The 34-year-old West Seattle Bridge has been granted a reprieve. On Nov. 19, Mayor Jenny Durkan announced that the bridge, cracked and closed since March, will be repaired rather than replaced.
Durkan’s decision appears wise. It will mean the marooned community of West Seattle, jokingly called “an accidental island,” will be able to resume using the vital transportation corridor perhaps as soon as mid-2022. That’s far better than the so-called “rapid” replacement solution that could easily take five years to first obtain permits and then complete construction.
The saga of the West Seattle Bridge, born in the aftermath of a catastrophic marine accident, is likely far from an anomaly. Seattle’s bridges (somewhere around 124) are a threatened commodity. The spans have served as a vital necessity in a city with a glacier-carved geography of hills, ravines, creeks, tide flats, and water crossings.
Following the disastrous West Seattle Bridge closure, Councilmember Alex Pedersen, chair of the council’s Transportation Committee, called for an audit of the city’s bridges. Were there other bridges in similar danger?
In September, the Seattle city auditor released an alarming report. Of the 77 bridges that were checked, 22 were found in good condition; 50 in fair condition and five in poor shape. Among the most worrisome was finding that the heavily used Magnolia and University bridges were both rated “poor.” However, getting a slightly better “fair” rating doesn’t mean that much; that’s the rating that the West Seattle Bridge had prior to discovery of widening cracks that led to its closing.
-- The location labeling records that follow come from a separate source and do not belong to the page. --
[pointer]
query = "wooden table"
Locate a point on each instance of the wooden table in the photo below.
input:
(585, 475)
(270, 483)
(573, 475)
The audit underscored that this city’s bridges are aging (the four Ship Canal bascule bridges opened between 1917 and 1920) and that the city is not spending nearly enough to keep its older spans maintained. The city currently spends only $6.6 million annually for bridge maintenance. The audit recommended an appropriation of at least $34 million — five times that much.
During Seattle 2021 budget deliberations, Councilmembers Pedersen, Lisa Herbold, and Andrew Lewis proposed a $20 car tab tax to raise an extra $3.6 million next year and $7.2 million in future years, designed to help close the bridge maintenance gap.
Unfortunately, spending the added car tab tax on bridges instantly became a bone of contention. Councilmembers had alternative ideas despite Pedersen arguing that bridge maintenance requires money and expertise rather than “process and lobbying at City Hall.”
When it came time to vote, a majority of the council did approve the car tab tax, but delayed allocating the proceeds. The council instead wants to wait until spring for the results of “a stakeholders engagement process,” whatever that entails. Is that merely code for the infamous “Seattle process?”
Only councilmember Herbold voted “no,” objecting to the stakeholder engagement solution. She pointed out that “it’s up to the council and mayor to make tough decisions on how to implement recommendations of the city auditor rather than leaving the decision to a stakeholder group.” Meanwhile the mayor suggested “taking a holistic look at funds and needs.” Maybe that means we should begin praying in a holy manner that drawbridges like Fremont, which opens more times than any other in the country, keep operating.
Plans for meting out the $20 car tab money sounds like something of a rejection of representative government. The unfortunate part is that the bridge-maintenance fund is, once again, likely to end up shortchanged. The West Seattle Bridge disaster — more than two years of trying to navigate vehicles, buses, supply trucks, and emergency vehicles on gridlocked alternative routes — may not have taught us anything.